J Mech Behav Biomed Mater. 2023 Oct;146:106074. doi: 10.1016/j.jmbbm.2023.106074. Epub 2023 Aug 14.
The composite fretting-corrosion damage due to combinations of radial, tangential, rotational, and other fretting causes local adverse tissue reactions and failure of artificial joints. Previous studies have mainly focused on the single fretting mode, while ignoring the coupled effects of multimode fretting. The fretting-corrosion mechanisms between the components are not yet fully understood. In this study, the tangential-radial composite fretting was realized by applying a normal alternating load to the tangential fretting. The composite fretting corrosion behavior of zirconia toughened alumina ceramic/Ti6Al4V alloy used for the head-neck interface of an artificial hip joint under simulated body fluid was investigated. The effects of displacement and alternating load amplitude were considered. The alternating load amplitude was given by the maximum normal load and minimum normal load ratio R. The results showed that the composite fretting damage mechanisms of this pair were mainly abrasion and tribocorrosion. Cracking also existed under large displacement. The effect of alternating load on fretting corrosion was found to be mainly caused by changes in the contact area and instantaneous contact state. In addition, the alternating load during the composite fretting promoted the formation of the three-body layer in the contact area. A decrease in load ratio caused fretting to change from gross to partial slip. In the case of small displacement, the load ratio had little effect on the friction work or wear scar profile. The corrosion rate of materials and the concentration of metal ions released into the solution increased as load ratio decreased. In cases of large and medium displacement, load ratio reduction increased the friction work and expanded the wear scar. The reduction in load ratio also caused the corrosion rate of the material to increase and then decrease, and the metal ion concentration decreased.
由径向、切向、旋转及其他微动组合导致的复合微动腐蚀损伤会引起局部不良组织反应,并导致人工关节失效。以往的研究主要集中在单一微动模式,而忽略了多模式微动的耦合效应。部件之间的微动腐蚀机制尚未完全明确。

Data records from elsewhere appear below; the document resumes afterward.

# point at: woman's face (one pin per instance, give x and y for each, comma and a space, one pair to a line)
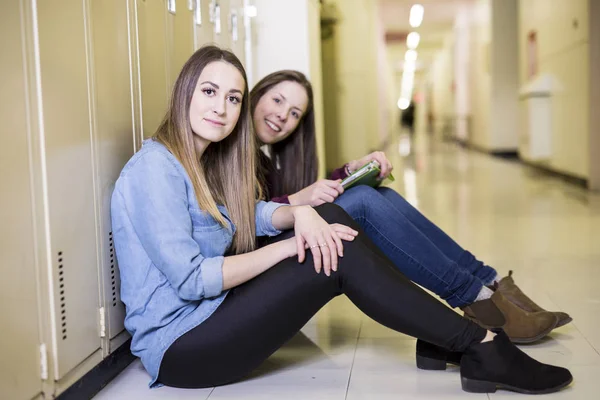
279, 111
216, 103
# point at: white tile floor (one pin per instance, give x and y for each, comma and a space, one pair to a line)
510, 216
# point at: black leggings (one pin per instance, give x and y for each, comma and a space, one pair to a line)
259, 316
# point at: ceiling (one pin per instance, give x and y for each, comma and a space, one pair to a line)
438, 22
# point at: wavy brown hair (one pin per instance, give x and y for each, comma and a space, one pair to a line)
224, 173
297, 154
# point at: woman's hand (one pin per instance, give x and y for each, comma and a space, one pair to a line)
320, 192
322, 239
385, 164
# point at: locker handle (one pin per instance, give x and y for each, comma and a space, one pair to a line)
198, 13
171, 6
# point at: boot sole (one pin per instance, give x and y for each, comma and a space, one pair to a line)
432, 364
476, 386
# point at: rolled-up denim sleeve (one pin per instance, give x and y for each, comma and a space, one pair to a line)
264, 218
153, 196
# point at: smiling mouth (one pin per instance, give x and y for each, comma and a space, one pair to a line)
272, 126
213, 122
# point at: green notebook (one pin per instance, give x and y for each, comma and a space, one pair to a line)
368, 174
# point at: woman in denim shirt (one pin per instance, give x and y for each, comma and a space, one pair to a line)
281, 105
205, 307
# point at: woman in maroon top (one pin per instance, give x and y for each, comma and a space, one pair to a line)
283, 115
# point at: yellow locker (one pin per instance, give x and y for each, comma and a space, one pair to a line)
20, 372
114, 132
203, 26
70, 196
152, 47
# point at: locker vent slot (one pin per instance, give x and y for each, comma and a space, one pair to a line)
112, 269
63, 304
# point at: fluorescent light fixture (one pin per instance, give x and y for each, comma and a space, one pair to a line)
410, 66
412, 40
416, 15
403, 103
410, 55
251, 11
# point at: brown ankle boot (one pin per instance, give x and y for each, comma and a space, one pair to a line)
512, 292
520, 325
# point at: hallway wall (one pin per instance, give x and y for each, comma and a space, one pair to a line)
562, 29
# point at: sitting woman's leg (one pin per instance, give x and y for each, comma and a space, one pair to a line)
418, 257
259, 316
439, 238
411, 251
464, 258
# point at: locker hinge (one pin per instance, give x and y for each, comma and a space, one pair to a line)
102, 314
43, 362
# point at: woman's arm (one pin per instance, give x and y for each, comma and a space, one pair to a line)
284, 217
243, 267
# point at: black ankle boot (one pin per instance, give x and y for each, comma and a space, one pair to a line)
432, 357
499, 364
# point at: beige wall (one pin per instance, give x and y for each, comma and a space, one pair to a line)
563, 52
355, 83
441, 77
594, 145
504, 68
480, 82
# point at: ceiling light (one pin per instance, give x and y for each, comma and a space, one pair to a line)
410, 55
412, 40
416, 15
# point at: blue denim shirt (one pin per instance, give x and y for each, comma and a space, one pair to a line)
170, 253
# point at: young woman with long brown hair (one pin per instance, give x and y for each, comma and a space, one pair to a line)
205, 307
283, 115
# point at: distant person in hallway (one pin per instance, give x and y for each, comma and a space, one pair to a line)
205, 307
407, 118
283, 115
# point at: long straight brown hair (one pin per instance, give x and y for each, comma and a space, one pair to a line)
296, 156
225, 173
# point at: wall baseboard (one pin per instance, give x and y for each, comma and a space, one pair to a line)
91, 383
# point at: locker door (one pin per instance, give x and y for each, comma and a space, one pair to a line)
152, 42
203, 27
236, 29
114, 131
69, 172
180, 32
221, 23
20, 364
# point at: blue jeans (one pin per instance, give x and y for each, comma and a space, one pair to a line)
418, 248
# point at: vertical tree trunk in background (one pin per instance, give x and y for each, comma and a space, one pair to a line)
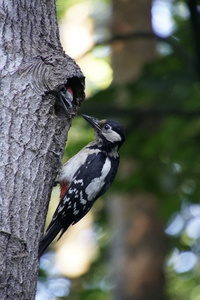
139, 248
33, 68
129, 56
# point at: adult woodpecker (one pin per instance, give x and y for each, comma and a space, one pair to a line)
85, 177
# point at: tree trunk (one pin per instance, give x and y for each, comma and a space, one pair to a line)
33, 131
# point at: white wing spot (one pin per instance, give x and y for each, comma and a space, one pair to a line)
97, 183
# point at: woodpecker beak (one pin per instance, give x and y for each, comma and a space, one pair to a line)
94, 122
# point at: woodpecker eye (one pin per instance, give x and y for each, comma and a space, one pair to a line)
106, 126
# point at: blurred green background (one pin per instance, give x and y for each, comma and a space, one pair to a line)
141, 240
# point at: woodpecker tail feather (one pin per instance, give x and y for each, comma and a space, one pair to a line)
49, 237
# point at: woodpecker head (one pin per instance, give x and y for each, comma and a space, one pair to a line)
109, 133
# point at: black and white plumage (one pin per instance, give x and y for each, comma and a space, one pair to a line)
85, 177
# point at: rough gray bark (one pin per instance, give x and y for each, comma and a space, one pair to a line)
33, 67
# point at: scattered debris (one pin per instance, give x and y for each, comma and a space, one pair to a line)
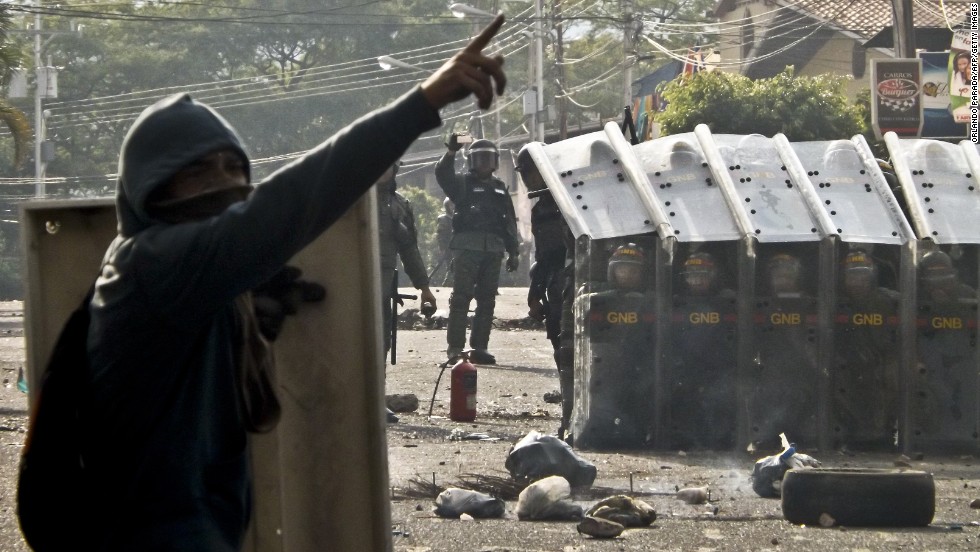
624, 510
407, 402
458, 434
537, 456
548, 499
600, 528
693, 495
767, 474
454, 503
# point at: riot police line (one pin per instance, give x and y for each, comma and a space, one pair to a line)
728, 288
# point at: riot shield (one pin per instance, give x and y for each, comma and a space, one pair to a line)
701, 350
945, 399
867, 349
615, 334
785, 372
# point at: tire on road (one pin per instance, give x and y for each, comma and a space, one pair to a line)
859, 497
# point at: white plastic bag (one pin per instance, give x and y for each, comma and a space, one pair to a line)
548, 499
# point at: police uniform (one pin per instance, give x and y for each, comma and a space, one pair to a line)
444, 234
551, 284
397, 237
484, 228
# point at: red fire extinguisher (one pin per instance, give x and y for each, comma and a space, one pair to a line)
462, 390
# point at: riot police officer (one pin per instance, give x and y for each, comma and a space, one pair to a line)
551, 291
397, 238
940, 282
785, 276
484, 228
701, 279
617, 348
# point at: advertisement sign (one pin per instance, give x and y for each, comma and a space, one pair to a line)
961, 78
936, 112
896, 96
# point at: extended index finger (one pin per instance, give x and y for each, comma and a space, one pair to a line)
481, 40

在本研究中,通过对切向微动施加法向交变载荷来实现切向-径向复合微动。研究了用于人工髋关节头颈界面的氧化锆增韧氧化铝陶瓷/钛合金在模拟体液中的复合微动腐蚀行为。考虑了位移和交变载荷幅值的影响。交变载荷幅值由最大法向载荷与最小法向载荷之比R给出。结果表明,该配对的复合微动损伤机制主要为磨损和摩擦腐蚀。在大位移情况下也存在裂纹。发现交变载荷对微动腐蚀的影响主要由接触面积和瞬时接触状态的变化引起。此外,复合微动过程中的交变载荷促进了接触区域三体层的形成。载荷比的降低导致微动从整体滑移转变为部分滑移。在小位移情况下,载荷比对摩擦功或磨损疤痕轮廓影响不大。随着载荷比降低,材料的腐蚀速率和释放到溶液中的金属离子浓度增加。在大位移和中等位移情况下,载荷比降低会增加摩擦功并扩大磨损疤痕。载荷比降低还会导致材料的腐蚀速率先增加后降低,金属离子浓度降低。